Le nouveau maire de Bordeaux, Thomas Cazenave (Renaissance), a tiré la sonnette d'alarme lundi sur la situation financière de la ville, qualifiée de « dette historique » et « intenable ». Élu en mars dernier, il a assuré que la municipalité risque une « mise sous tutelle » en raison de l'endettement croissant.
Une dette en hausse de 64% entre 2019 et 2025
Lors de la présentation d'un audit commandé au cabinet EY, Thomas Cazenave a annoncé que l'endettement de Bordeaux est passé de 252 millions d'euros en 2019 à 413 millions d'euros en 2025, soit une augmentation de 64%. L'audit a notamment constaté « un accroissement du recours à l'emprunt » en 2024 et 2025. Les dépenses de fonctionnement ont également cru plus rapidement que les recettes sur la même période.
« C'est une situation difficile et préoccupante dont nous héritons et qui nécessitera de construire une nouvelle trajectoire », a déclaré Thomas Cazenave. L'ex-ministre délégué aux Comptes publics a également révélé avoir reçu un « courrier d'alerte » de la préfecture et de la direction générale des finances publiques concernant la dégradation des ratios financiers de la municipalité.

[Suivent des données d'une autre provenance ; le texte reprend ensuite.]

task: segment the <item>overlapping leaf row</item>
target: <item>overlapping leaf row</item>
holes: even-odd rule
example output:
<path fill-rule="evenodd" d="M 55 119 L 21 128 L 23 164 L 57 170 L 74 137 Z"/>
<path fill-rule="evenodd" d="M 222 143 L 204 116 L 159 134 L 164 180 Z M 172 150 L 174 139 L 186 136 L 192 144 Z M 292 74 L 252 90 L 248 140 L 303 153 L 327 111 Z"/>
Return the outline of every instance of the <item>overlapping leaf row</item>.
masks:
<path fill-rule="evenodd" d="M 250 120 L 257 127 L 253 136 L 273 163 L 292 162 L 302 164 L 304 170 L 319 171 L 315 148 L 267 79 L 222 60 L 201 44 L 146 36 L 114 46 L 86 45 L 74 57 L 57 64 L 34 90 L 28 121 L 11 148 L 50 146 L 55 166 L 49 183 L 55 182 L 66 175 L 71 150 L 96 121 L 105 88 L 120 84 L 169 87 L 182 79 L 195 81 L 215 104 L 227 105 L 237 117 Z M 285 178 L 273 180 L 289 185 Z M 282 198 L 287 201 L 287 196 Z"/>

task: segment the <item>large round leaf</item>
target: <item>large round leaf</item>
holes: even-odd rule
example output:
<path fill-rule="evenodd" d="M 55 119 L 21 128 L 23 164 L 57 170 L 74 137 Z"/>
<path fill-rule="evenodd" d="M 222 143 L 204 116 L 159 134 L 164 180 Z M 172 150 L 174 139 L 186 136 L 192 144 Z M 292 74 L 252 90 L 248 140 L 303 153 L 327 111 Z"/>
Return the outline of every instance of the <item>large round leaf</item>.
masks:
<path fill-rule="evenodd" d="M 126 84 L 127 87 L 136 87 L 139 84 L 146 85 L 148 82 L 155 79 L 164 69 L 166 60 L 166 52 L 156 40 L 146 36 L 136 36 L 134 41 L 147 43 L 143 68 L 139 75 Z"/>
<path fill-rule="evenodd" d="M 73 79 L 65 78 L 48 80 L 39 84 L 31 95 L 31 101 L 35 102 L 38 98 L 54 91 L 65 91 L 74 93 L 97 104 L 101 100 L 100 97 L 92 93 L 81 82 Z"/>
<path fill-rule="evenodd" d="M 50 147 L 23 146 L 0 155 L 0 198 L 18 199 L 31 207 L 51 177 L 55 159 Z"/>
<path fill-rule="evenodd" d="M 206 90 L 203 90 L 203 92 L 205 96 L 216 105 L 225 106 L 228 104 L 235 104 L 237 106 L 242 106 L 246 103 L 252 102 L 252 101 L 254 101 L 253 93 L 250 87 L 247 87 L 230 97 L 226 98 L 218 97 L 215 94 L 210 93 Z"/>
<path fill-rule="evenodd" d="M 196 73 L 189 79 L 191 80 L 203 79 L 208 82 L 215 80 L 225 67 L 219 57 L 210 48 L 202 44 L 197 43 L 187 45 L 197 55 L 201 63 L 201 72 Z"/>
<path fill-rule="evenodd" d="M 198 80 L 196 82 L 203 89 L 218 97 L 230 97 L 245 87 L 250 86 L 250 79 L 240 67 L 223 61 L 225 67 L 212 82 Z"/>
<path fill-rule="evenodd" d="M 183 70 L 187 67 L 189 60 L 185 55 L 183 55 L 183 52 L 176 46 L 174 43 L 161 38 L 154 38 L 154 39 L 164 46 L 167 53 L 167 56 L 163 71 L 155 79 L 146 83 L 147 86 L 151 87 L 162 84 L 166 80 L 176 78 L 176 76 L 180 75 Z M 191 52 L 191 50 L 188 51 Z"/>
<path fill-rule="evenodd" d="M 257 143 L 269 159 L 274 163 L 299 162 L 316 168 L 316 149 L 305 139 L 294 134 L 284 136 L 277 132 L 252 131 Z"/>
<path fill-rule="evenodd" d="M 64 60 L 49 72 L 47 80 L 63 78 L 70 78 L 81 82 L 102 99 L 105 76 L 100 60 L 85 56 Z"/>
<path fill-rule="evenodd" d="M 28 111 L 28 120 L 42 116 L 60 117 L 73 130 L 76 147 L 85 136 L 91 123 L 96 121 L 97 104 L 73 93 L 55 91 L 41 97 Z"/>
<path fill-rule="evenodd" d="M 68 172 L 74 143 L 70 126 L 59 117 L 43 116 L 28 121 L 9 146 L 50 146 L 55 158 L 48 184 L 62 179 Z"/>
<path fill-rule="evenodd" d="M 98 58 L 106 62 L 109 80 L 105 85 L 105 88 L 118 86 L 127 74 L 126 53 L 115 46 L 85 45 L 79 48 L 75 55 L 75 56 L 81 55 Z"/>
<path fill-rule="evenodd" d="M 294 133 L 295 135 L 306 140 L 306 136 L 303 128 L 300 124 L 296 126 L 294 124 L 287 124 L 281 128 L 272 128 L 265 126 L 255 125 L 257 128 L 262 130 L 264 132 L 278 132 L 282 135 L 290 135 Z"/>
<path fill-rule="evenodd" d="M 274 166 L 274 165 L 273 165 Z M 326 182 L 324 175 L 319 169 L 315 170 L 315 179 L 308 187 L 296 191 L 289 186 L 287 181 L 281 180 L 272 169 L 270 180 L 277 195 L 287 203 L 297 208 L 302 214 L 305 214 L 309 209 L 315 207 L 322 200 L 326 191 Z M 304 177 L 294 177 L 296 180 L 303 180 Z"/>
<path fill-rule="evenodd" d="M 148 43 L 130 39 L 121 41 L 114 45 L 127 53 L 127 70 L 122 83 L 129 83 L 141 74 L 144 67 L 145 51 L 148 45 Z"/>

Risque de mise sous tutelle et accusations de dissimulation
Si le budget de Bordeaux est en déséquilibre, la ville risque la « mise sous tutelle », a prévenu le maire. Dans ce cas, « nous n'aurons plus aucune souveraineté », a-t-il mis en garde. Il a renvoyé le détail des futures économies à un budget rectificatif pour 2026, puis au budget 2027. « On nous a caché des choses parce que la situation était en train de se dégrader fortement », a accusé l'élu.
Selon l'audit d'EY, l'encours de la dette communale a bondi de 252 millions d'euros en 2019 à 413 millions d'euros en 2025, soit une hausse de 64%. Les dépenses de fonctionnement ont augmenté plus vite que les recettes, creusant le déficit structurel.
L'ancienne majorité écologiste défend son bilan
Les élus de l'ancienne majorité écologiste, désormais dans l'opposition, ont répliqué en défendant des investissements « pour préparer l'avenir », notamment en matière de végétalisation et de rénovation énergétique. « Durant six ans, nous avons fait un choix clair : investir pour préparer Bordeaux aux urgences climatiques et sociales », ont-ils déclaré, vantant leur bilan environnemental sur fond de canicule dépassant les 40°C à Bordeaux.
Battu par Thomas Cazenave en mars, Pierre Hurmic avait notamment revendiqué pendant la campagne avoir mené une « révolution solaire » avec 52 bâtiments municipaux équipés en panneaux solaires et une autonomie énergétique passée de 3 à 41%, la végétalisation des cours d'école et 70 000 arbres plantés.
« Ces investissements n'étaient ni un luxe, ni une dérive. Ils étaient une nécessité », ont plaidé les conseillers municipaux d'opposition dans un communiqué, fustigeant « le récit d'une ville prétendument "au bord du gouffre" pour mieux préparer les Bordelais à une politique d'austérité ».